1.         De inhoud van de bestreden beslissing

De Minister heeft het bezwaarschrift van klager gericht tegen de beslissing hem te plaatsen in de gevangenis van de penitentiaire inrichting (p.i.) Arnhem ongegrond verklaard.

2.         De feiten

Klager is sinds 1 augustus 2019 gedetineerd. Hij verbleef in het huis van bewaring (h.v.b.) van de p.i. Vught. Op 4 september 2019 is hij in gevangenis van de p.i. Arnhem geplaatst.

3.         De standpunten

3.1.      Namens klager is het beroep als volgt toegelicht. Klager wilde in de gevangenis van de p.i. Vught worden geplaatst. Hij verbleef al in de p.i. Vught en nam daar deel aan re-integratieactiviteiten en een lasopleiding. Door de plaatsing in de p.i. Arnhem moest hij daar plotseling mee stoppen. Klager wil zijn activiteiten in de p.i. Vught graag alsnog voortzetten.

Klager ontvangt regelmatig bezoek van zijn familie uit Deurne. Hij heeft er dan ook belang bij om zo dicht mogelijk bij hen gedetineerd te zijn. Zijn familie is nu 60 minuten per enkele reis onderweg. De reis brengt bovendien aanzienlijke kosten met zich mee.

De Minister had op grond van artikel 9 van de Pbw een h.v.b.-plek kunnen aanwijzen als gevangenisplek. Er was kennelijk wel voldoende plek in het h.v.b., dus klager had daar kunnen blijven.

3.2.      Namens de Minister is de bestreden beslissing als volgt toegelicht. Klager moest na zijn veroordeling vanuit het h.v.b. in een gevangenis worden geplaatst. Het h.v.b. en de gevangenis zijn (in de p.i. Vught) aparte afdelingen. Het is dus niet waar dat plekken in het h.v.b. kunnen worden opgevuld met gevangenisplekken.
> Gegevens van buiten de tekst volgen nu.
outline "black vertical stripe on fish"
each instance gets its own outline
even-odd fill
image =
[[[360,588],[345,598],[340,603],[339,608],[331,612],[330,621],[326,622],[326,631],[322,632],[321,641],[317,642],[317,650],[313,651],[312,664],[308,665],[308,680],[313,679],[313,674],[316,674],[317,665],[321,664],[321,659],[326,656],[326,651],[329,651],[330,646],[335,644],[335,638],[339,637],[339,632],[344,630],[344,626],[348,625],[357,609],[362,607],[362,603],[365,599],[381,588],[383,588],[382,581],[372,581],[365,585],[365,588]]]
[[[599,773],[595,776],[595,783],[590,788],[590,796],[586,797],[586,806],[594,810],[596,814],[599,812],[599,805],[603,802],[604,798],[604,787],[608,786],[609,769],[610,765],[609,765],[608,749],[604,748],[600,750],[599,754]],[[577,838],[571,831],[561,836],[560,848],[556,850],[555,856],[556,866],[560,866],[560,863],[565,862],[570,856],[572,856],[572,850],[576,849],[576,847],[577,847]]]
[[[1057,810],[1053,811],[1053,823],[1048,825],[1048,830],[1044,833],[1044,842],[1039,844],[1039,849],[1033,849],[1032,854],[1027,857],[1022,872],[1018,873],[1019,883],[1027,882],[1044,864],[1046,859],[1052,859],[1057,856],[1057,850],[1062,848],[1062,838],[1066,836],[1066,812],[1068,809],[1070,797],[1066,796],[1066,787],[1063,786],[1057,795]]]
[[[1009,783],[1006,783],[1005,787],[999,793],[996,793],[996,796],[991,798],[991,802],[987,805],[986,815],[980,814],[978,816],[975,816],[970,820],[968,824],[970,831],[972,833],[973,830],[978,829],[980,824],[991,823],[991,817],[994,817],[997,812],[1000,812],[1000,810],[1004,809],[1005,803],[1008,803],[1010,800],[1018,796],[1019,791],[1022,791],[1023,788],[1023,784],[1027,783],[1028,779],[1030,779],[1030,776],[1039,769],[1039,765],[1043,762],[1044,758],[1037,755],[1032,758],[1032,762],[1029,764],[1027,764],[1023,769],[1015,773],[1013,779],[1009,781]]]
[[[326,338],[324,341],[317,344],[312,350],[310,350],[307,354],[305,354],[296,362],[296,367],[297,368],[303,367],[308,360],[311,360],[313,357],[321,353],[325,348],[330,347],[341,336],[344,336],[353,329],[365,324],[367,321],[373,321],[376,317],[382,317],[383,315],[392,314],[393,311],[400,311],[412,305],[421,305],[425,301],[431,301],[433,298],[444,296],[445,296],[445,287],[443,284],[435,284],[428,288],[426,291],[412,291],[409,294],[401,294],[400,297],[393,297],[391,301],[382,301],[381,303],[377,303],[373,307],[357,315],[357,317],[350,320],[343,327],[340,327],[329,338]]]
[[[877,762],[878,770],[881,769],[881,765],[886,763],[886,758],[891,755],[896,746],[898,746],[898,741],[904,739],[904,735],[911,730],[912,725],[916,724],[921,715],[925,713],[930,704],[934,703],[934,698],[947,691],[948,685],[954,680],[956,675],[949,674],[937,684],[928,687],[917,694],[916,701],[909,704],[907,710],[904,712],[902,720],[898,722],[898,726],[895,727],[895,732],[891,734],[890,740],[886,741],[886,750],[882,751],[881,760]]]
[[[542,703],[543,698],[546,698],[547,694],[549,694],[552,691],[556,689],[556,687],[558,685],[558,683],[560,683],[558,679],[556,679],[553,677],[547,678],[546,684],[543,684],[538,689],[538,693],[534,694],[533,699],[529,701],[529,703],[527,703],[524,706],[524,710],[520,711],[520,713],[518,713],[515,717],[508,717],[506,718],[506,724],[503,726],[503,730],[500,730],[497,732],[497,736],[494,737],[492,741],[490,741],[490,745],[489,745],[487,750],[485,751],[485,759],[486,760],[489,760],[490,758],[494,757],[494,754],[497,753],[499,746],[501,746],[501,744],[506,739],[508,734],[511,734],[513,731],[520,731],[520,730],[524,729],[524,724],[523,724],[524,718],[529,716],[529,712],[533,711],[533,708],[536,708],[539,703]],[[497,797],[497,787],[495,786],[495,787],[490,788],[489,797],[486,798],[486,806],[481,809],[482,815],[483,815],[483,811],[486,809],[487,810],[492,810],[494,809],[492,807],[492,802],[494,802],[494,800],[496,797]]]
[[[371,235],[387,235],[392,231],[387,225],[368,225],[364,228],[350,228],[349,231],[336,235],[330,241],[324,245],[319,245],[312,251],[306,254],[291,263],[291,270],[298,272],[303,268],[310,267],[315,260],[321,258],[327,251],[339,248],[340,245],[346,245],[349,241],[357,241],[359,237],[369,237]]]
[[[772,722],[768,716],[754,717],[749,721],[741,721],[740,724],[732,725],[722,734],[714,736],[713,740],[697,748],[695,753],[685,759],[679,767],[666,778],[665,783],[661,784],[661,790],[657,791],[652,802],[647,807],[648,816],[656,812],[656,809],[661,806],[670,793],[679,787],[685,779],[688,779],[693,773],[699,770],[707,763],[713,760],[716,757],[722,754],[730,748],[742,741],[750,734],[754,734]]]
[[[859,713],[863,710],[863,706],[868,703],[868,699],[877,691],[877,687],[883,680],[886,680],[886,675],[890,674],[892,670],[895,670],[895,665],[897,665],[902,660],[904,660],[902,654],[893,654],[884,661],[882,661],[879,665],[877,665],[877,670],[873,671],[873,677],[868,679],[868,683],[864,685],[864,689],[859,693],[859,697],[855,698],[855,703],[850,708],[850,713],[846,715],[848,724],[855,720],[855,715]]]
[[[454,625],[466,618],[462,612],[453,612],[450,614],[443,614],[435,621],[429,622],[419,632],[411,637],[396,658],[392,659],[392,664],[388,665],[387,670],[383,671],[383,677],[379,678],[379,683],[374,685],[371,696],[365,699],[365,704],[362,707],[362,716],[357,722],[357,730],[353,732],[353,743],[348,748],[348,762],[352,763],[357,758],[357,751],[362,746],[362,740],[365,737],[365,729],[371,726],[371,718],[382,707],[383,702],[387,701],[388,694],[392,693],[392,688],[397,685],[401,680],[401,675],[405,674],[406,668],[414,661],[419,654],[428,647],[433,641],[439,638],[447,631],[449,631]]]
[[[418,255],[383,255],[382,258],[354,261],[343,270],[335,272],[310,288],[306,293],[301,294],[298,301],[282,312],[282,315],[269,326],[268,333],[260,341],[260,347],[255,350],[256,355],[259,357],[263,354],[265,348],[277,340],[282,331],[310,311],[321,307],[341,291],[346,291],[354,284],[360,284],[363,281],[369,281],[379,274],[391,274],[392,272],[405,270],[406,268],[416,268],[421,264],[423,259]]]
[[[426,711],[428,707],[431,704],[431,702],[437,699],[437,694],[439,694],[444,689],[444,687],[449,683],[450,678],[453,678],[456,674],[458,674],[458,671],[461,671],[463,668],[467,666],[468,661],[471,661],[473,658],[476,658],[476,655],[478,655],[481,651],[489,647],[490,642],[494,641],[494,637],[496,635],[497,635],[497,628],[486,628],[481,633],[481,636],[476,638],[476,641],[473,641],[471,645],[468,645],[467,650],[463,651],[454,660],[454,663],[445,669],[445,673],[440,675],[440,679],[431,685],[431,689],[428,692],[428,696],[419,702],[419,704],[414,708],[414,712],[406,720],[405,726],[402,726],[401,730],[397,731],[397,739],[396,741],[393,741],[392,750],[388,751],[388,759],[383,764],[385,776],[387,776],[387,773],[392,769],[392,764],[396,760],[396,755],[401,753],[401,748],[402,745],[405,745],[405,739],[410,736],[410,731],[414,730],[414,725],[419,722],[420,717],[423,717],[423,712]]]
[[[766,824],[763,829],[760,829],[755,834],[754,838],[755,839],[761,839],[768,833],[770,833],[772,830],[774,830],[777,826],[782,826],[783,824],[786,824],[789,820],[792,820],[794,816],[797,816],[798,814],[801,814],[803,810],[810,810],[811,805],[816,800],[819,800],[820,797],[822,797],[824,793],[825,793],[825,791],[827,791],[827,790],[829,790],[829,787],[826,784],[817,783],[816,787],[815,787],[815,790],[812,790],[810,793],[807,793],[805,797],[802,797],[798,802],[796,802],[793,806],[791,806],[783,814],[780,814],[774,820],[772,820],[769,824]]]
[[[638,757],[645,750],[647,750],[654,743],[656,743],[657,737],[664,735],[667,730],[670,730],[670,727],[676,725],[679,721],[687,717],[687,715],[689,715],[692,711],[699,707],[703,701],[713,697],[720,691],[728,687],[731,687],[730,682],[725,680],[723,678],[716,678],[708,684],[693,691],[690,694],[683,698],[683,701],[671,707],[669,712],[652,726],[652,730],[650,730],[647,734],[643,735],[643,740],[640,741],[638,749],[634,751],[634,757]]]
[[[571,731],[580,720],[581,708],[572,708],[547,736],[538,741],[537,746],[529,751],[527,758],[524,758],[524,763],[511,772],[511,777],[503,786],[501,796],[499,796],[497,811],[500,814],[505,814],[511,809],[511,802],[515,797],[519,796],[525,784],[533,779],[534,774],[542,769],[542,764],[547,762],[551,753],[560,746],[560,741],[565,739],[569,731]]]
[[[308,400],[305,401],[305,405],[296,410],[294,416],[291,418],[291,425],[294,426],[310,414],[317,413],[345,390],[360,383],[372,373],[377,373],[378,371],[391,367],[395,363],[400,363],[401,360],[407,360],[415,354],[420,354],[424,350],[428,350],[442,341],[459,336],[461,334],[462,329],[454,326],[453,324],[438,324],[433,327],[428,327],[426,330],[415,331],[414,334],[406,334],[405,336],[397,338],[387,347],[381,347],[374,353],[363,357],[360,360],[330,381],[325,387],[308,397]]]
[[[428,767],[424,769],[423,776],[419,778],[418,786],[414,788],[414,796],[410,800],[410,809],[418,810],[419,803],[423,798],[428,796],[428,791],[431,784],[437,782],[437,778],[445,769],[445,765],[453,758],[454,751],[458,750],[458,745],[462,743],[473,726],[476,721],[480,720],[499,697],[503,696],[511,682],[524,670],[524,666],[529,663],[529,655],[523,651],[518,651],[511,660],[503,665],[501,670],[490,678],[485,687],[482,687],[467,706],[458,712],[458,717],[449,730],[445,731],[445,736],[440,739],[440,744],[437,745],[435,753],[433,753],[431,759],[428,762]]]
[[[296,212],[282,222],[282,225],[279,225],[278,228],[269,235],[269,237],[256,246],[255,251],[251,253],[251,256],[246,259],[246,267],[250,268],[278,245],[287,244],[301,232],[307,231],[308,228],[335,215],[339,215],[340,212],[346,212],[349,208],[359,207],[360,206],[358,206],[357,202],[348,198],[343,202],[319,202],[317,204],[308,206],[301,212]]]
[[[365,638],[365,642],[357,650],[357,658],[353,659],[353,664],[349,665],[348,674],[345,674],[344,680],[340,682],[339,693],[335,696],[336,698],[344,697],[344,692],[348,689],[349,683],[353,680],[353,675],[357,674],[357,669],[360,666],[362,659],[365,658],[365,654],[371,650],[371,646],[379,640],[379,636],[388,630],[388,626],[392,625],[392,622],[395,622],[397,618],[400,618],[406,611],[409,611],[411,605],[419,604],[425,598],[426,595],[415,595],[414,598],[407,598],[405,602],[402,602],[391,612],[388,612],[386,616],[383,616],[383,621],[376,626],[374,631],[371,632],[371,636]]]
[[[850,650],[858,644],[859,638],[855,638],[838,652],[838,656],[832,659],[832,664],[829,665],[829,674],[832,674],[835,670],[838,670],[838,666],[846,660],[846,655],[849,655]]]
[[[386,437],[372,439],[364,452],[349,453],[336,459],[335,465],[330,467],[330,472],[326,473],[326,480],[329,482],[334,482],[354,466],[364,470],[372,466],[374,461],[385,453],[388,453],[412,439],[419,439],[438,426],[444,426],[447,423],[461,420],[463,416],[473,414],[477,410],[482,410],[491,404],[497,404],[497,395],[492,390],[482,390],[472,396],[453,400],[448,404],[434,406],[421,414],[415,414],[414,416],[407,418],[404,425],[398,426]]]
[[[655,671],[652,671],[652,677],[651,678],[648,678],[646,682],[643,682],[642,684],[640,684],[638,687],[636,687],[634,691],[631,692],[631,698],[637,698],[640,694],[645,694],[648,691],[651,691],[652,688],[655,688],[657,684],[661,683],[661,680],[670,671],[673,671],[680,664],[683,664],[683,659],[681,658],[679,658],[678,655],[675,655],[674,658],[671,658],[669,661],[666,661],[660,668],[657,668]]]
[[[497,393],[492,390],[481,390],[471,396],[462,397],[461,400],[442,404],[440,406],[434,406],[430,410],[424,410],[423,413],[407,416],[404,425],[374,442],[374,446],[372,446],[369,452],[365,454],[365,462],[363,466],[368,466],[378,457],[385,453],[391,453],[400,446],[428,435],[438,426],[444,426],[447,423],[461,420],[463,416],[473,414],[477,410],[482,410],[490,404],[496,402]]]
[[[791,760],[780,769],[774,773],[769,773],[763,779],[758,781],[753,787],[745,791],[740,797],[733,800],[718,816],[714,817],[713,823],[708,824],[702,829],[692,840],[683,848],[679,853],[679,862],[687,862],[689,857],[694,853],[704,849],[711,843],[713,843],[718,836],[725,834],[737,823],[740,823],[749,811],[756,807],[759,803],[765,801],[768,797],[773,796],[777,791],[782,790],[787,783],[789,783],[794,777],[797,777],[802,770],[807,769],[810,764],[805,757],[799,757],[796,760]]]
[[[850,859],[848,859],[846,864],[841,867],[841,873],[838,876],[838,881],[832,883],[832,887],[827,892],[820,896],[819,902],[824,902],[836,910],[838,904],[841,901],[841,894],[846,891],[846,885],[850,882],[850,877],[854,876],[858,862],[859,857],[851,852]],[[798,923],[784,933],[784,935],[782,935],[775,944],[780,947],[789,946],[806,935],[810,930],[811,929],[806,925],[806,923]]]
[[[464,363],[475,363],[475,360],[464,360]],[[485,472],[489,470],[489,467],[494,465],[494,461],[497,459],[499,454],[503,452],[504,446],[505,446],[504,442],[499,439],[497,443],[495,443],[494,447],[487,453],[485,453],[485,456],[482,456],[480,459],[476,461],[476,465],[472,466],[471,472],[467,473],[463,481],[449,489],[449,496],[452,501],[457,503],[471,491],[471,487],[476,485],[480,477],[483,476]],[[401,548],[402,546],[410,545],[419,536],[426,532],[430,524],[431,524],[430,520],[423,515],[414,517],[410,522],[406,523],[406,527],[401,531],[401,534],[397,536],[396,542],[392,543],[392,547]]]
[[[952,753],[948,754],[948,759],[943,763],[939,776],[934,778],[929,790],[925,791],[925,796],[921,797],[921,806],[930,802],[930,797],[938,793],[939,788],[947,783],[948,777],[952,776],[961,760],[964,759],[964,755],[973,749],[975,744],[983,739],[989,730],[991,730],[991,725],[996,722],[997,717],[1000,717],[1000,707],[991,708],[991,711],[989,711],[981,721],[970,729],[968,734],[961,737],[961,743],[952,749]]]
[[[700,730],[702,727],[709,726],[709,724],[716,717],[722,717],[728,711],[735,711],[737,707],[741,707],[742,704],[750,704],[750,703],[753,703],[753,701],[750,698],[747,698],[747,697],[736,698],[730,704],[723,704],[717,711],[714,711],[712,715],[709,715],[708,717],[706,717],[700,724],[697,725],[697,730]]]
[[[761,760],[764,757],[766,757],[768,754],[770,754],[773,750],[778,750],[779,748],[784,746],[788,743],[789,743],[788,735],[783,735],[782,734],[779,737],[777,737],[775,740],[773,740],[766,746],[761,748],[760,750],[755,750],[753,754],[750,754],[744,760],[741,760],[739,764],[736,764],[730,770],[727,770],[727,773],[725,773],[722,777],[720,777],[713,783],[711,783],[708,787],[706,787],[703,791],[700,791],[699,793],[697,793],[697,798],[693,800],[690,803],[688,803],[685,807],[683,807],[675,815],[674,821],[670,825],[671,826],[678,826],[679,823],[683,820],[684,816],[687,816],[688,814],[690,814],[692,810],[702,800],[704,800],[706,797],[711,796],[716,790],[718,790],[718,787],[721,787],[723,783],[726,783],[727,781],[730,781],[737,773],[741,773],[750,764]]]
Uit het selectieadvies blijkt niet dat klager re-integratieactiviteiten, waaronder een lasopleiding, heeft gevolgd. Er wordt juist aangegeven dat hij veel op zichzelf was en regelmatig activiteiten oversloeg. Uit navraag blijkt dat klager slechts op een wachtlijst voor de lasopleiding stond. In de p.i. Arnhem wordt, net als in de p.i. Vught, een ruim aanbod aan re-integratieactiviteiten aangeboden. Dit betreft weliswaar niet dezelfde opleidingen, maar klager kan wel degelijk werken aan zijn re-integratie.
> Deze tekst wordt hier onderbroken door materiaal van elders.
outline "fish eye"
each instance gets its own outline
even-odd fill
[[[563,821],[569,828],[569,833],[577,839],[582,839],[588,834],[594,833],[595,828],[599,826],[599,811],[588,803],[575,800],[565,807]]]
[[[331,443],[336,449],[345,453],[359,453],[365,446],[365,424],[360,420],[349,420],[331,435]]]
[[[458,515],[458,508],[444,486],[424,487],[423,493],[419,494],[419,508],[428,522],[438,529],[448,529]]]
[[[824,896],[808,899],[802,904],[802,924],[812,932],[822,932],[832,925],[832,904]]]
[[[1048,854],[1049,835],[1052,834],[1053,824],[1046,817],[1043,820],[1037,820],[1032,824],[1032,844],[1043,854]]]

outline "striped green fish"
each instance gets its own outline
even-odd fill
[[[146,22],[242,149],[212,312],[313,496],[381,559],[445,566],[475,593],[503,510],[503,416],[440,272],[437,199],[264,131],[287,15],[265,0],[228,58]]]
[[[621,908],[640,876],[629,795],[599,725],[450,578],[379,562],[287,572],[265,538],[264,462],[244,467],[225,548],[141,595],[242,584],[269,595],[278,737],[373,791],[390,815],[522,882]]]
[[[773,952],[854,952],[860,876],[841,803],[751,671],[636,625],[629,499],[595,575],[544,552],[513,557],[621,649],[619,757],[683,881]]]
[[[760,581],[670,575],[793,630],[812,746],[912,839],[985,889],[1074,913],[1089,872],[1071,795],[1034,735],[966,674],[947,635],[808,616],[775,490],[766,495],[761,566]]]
Bezoekproblemen zijn inherent aan het ondergaan van detentie. Klager ontvangt wekelijks bezoek van familie en vrienden.

4.         De beoordeling

4.1.      Klager heeft bezwaar tegen zijn plaatsing in de gevangenis van de p.i. Arnhem, omdat hij daar niet kan deelnemen aan bepaalde re-integratieactiviteiten en omdat deze inrichting voor zijn bezoek uit Deurne verder weg is. Hoewel op klagers registratiekaart de p.i. Vught als vestigingsadres staat, begrijpt de beroepscommissie dat hij zal resocialiseren in (zijn geboorteplaats) Deurne. Deurne ligt (evenals Vught) in het arrondissement Oost-Brabant.
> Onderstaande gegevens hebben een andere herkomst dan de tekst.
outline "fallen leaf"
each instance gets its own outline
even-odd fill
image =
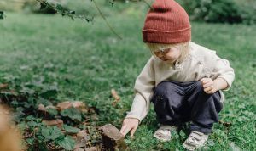
[[[43,120],[42,123],[45,124],[46,126],[57,126],[59,128],[61,128],[63,125],[63,120],[61,119],[52,120]]]

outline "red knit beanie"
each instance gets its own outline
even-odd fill
[[[144,42],[179,43],[191,39],[186,11],[174,0],[155,0],[146,16],[143,30]]]

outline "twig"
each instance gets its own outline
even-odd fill
[[[91,0],[95,5],[95,7],[96,8],[96,9],[98,10],[100,15],[102,17],[102,19],[105,20],[107,25],[108,26],[108,28],[111,30],[111,31],[116,35],[120,40],[122,40],[122,37],[120,36],[119,36],[115,31],[113,29],[113,27],[110,25],[110,24],[108,23],[108,21],[107,20],[106,17],[103,15],[102,12],[101,11],[101,9],[99,8],[98,5],[96,4],[96,3],[95,2],[95,0]]]

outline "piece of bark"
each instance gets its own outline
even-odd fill
[[[76,143],[74,148],[84,148],[86,147],[88,135],[84,130],[79,131],[77,133],[76,137]]]
[[[84,151],[100,151],[100,150],[101,149],[96,147],[90,147],[90,148],[85,148]]]
[[[120,97],[118,95],[114,89],[111,89],[111,95],[114,98],[113,102],[112,103],[113,106],[115,106],[120,100]]]
[[[111,124],[107,124],[101,128],[101,135],[103,146],[107,150],[125,150],[127,148],[124,139],[125,137]]]
[[[63,120],[61,119],[52,120],[43,120],[42,123],[45,124],[46,126],[56,126],[59,128],[61,128],[63,126]]]
[[[55,106],[49,105],[49,106],[45,107],[44,104],[40,103],[38,105],[38,115],[44,116],[44,119],[49,120],[50,118],[50,115],[47,111],[48,109],[57,109],[56,107],[55,107]]]

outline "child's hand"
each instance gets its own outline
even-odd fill
[[[214,81],[211,78],[202,78],[200,80],[201,81],[204,92],[207,94],[213,94],[218,91],[214,84]]]
[[[126,118],[123,121],[123,126],[120,132],[125,136],[131,131],[131,137],[133,137],[139,124],[139,120],[135,118]]]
4.2.      In artikel 25, zevende lid, van de Regeling selectie, plaatsing en overplaatsing van gedetineerden, is bepaald dat een gedetineerde na veroordeling in beginsel in het arrondissement van vestiging wordt geplaatst. Klager is na zijn veroordeling geplaatst in de gevangenis van de p.i. Arnhem, die is gelegen in het arrondissement Gelderland. Klager wilde graag geplaatst worden in de gevangenis van de p.i. Vught, die is gelegen in het arrondissement van vestiging. In de gevangenis van de p.i. Vught was echter geen plaats beschikbaar.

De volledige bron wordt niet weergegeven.